A 1.00 L flask is filled with 1.30 g of argon at 25 °C. A sample of ethane vapor is added to the same flask at constant volume and temperature until the total pressure is 1.350 atm.
Part A:
What is the partial pressure of argon in the flask?
The partial pressure of Ar will be the pressure of Ar as it is alone in the flask. So we will use the ideal gas equation to find the pressure.
Par * V = n * R * T
Where P is the partial pressure of argon, V is the volume, n is the number of moles, R is a constant and T is the temperature.
Par = ?
V = 1.00 L
R = 0.082 atm*L/(mol*K)
T = 273.15 + 25 = 298.15 K
T = 298.15 K
n is the number of moles of the sample. We know that the mass of the sample is 1.30 g, we can convert that mass into moles using the molar mass of Ar.

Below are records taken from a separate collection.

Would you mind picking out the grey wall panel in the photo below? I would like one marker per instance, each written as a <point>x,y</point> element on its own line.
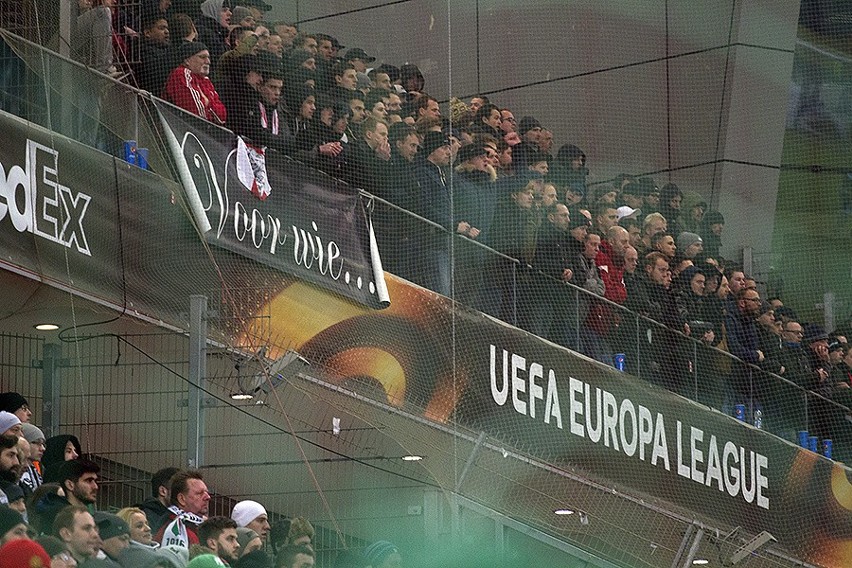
<point>537,41</point>
<point>695,26</point>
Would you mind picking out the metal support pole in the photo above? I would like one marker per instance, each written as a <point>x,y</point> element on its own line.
<point>50,364</point>
<point>693,550</point>
<point>197,372</point>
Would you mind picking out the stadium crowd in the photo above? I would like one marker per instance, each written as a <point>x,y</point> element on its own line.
<point>48,497</point>
<point>573,256</point>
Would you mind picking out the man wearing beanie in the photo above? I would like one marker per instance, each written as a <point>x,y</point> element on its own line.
<point>12,525</point>
<point>529,129</point>
<point>8,465</point>
<point>252,515</point>
<point>16,404</point>
<point>31,477</point>
<point>189,85</point>
<point>10,425</point>
<point>23,553</point>
<point>689,244</point>
<point>114,533</point>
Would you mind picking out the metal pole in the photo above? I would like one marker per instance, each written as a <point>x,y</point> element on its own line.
<point>197,372</point>
<point>51,361</point>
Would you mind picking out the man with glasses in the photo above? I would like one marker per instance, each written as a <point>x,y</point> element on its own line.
<point>744,344</point>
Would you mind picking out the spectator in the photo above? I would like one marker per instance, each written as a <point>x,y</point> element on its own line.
<point>76,527</point>
<point>189,503</point>
<point>689,245</point>
<point>671,198</point>
<point>255,559</point>
<point>432,174</point>
<point>401,233</point>
<point>631,195</point>
<point>16,404</point>
<point>79,479</point>
<point>213,28</point>
<point>249,540</point>
<point>231,67</point>
<point>189,86</point>
<point>359,60</point>
<point>114,535</point>
<point>60,556</point>
<point>383,554</point>
<point>12,525</point>
<point>300,533</point>
<point>23,553</point>
<point>141,545</point>
<point>155,508</point>
<point>655,300</point>
<point>43,506</point>
<point>654,223</point>
<point>219,534</point>
<point>10,425</point>
<point>711,233</point>
<point>513,234</point>
<point>665,244</point>
<point>295,556</point>
<point>154,59</point>
<point>743,343</point>
<point>345,81</point>
<point>9,465</point>
<point>301,101</point>
<point>31,477</point>
<point>692,222</point>
<point>205,561</point>
<point>252,515</point>
<point>529,131</point>
<point>571,162</point>
<point>259,120</point>
<point>549,308</point>
<point>367,160</point>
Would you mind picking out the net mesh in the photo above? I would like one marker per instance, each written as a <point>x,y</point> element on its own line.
<point>493,147</point>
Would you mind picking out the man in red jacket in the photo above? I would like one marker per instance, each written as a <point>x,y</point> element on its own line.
<point>189,85</point>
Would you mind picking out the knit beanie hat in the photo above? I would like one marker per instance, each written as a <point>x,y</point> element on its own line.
<point>245,536</point>
<point>7,420</point>
<point>686,239</point>
<point>32,433</point>
<point>23,553</point>
<point>246,511</point>
<point>12,401</point>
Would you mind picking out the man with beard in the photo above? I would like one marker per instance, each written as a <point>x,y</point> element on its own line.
<point>743,343</point>
<point>9,465</point>
<point>79,479</point>
<point>219,534</point>
<point>655,300</point>
<point>76,527</point>
<point>189,505</point>
<point>431,170</point>
<point>549,305</point>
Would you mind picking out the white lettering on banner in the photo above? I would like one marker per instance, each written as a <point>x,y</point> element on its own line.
<point>253,227</point>
<point>632,429</point>
<point>45,207</point>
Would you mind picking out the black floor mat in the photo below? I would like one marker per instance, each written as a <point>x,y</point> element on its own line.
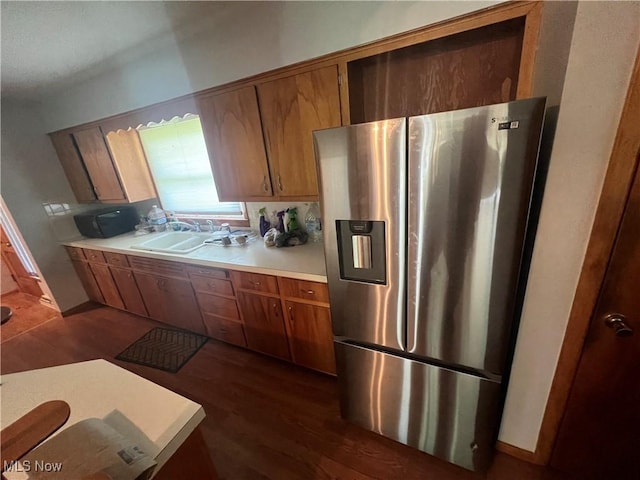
<point>163,348</point>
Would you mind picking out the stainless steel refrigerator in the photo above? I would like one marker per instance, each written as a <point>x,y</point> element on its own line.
<point>424,226</point>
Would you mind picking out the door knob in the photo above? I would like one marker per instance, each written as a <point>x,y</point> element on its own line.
<point>617,322</point>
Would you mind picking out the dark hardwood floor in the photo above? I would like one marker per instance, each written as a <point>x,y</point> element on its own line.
<point>28,313</point>
<point>266,419</point>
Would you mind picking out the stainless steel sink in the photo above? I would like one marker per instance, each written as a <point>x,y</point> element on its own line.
<point>173,242</point>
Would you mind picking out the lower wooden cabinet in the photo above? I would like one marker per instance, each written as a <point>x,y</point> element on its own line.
<point>107,285</point>
<point>88,281</point>
<point>170,300</point>
<point>264,324</point>
<point>282,317</point>
<point>310,336</point>
<point>225,330</point>
<point>128,288</point>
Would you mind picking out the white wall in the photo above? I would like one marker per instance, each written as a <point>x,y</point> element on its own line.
<point>605,40</point>
<point>241,45</point>
<point>31,175</point>
<point>252,37</point>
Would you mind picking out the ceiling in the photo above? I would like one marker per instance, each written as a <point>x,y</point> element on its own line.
<point>48,45</point>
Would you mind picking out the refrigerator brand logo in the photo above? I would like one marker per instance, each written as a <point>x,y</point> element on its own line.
<point>505,125</point>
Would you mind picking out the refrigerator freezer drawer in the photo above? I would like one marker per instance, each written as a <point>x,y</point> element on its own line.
<point>451,415</point>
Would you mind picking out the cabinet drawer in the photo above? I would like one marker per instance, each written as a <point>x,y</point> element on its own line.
<point>304,289</point>
<point>75,253</point>
<point>223,307</point>
<point>255,282</point>
<point>207,271</point>
<point>161,267</point>
<point>117,259</point>
<point>95,256</point>
<point>211,285</point>
<point>224,330</point>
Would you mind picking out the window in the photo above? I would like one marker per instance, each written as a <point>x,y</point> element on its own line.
<point>180,167</point>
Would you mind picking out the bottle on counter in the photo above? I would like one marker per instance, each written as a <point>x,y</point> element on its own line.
<point>157,219</point>
<point>312,223</point>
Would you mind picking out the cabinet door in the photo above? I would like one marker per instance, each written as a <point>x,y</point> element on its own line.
<point>149,287</point>
<point>73,167</point>
<point>310,336</point>
<point>129,291</point>
<point>107,285</point>
<point>263,324</point>
<point>180,304</point>
<point>98,162</point>
<point>88,281</point>
<point>291,108</point>
<point>170,300</point>
<point>233,134</point>
<point>131,164</point>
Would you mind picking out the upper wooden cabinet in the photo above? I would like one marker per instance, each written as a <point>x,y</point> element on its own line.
<point>290,109</point>
<point>93,151</point>
<point>73,166</point>
<point>131,164</point>
<point>232,132</point>
<point>109,168</point>
<point>286,110</point>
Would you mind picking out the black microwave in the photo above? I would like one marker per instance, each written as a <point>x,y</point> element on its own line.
<point>107,222</point>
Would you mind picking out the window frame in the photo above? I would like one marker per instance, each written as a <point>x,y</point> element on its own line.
<point>235,220</point>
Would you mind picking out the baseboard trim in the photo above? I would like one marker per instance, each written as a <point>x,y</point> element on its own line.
<point>519,453</point>
<point>83,307</point>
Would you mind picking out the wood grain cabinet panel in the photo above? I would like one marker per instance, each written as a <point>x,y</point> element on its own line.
<point>305,290</point>
<point>224,330</point>
<point>254,281</point>
<point>131,164</point>
<point>107,285</point>
<point>263,324</point>
<point>211,285</point>
<point>170,300</point>
<point>233,135</point>
<point>117,259</point>
<point>220,306</point>
<point>99,164</point>
<point>73,166</point>
<point>129,291</point>
<point>94,256</point>
<point>290,109</point>
<point>310,336</point>
<point>75,253</point>
<point>88,281</point>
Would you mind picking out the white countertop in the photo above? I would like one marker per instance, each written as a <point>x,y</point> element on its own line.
<point>156,419</point>
<point>303,262</point>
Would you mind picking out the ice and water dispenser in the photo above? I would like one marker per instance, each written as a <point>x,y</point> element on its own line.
<point>361,250</point>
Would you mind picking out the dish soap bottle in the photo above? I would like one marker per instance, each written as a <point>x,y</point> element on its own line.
<point>312,223</point>
<point>157,219</point>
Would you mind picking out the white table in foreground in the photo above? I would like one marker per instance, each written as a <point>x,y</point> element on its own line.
<point>155,418</point>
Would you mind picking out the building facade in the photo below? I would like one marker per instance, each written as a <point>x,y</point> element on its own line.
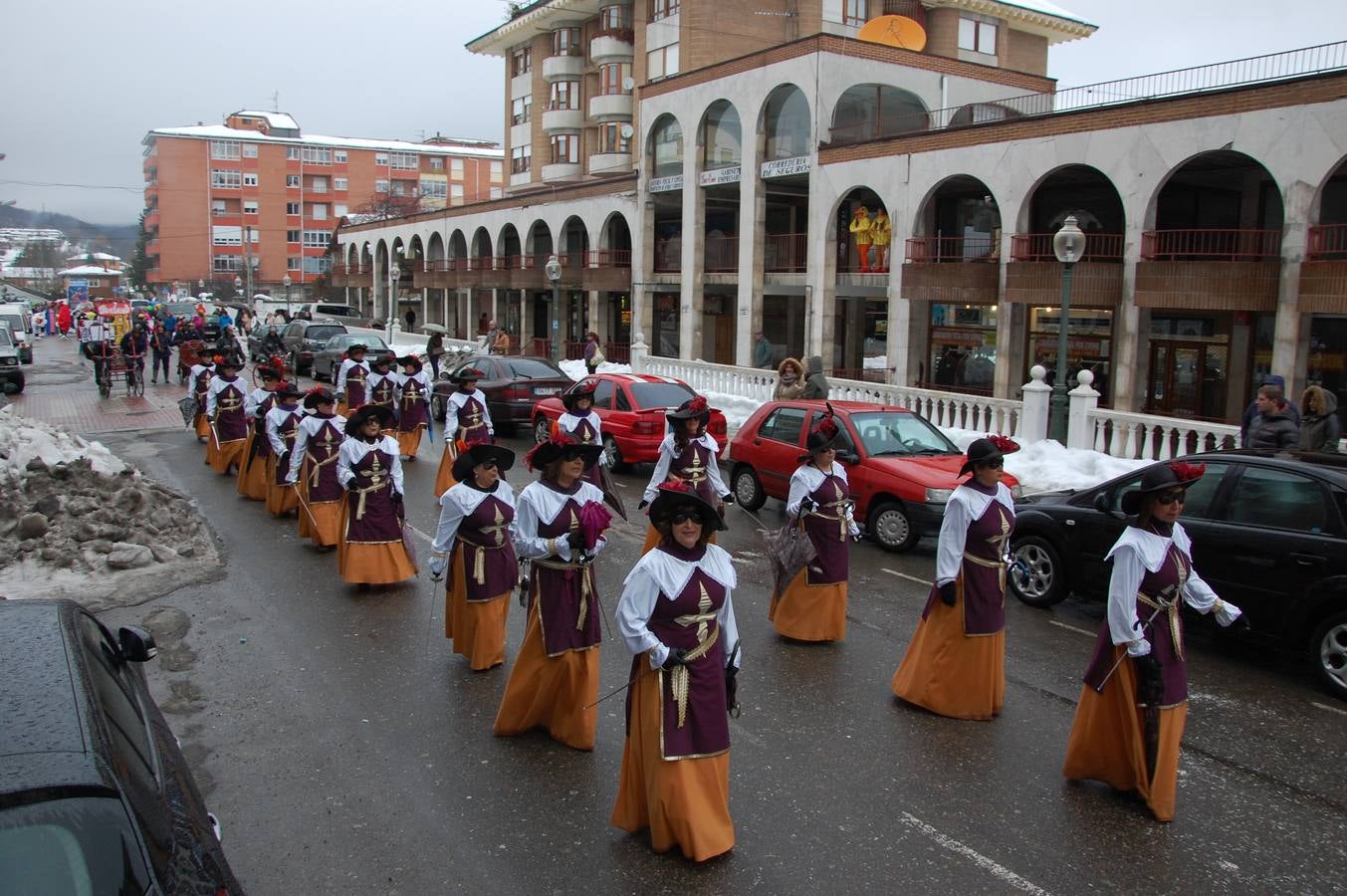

molar mass of Ar = 39.95 g/mol
n = mass of Ar/molar mass of Ar
n = 1.30 g/(39.95 g/mol)
n = 0.03254 mol
Finally we can replace these values into the formula and find the answer to our problem.
Par * V = n * R * T
Par = n * R * T/V
Par = 0.03254 mol * 0.082 atm*L/(mol*K) * 298.15 K/(1.00 L)
Par = 0.796 atm
Answer: the partial pressure of argon in the flask is 0.796 atm.
Part B:
What is the partial pressure of ethane in the flask?
According to Dalton's Law the total pressure inside the flask is the sum of the partial pressures.
Total pressure = Partial pressure of argon + Partial pressure of ethane
Pethane = Total pressure - Par
Pethane = 1.350 atm - 0.796 atm
Pethane = 0.554 atm
Answer: the partial pressure of ethane in the flask is 0.554 atm.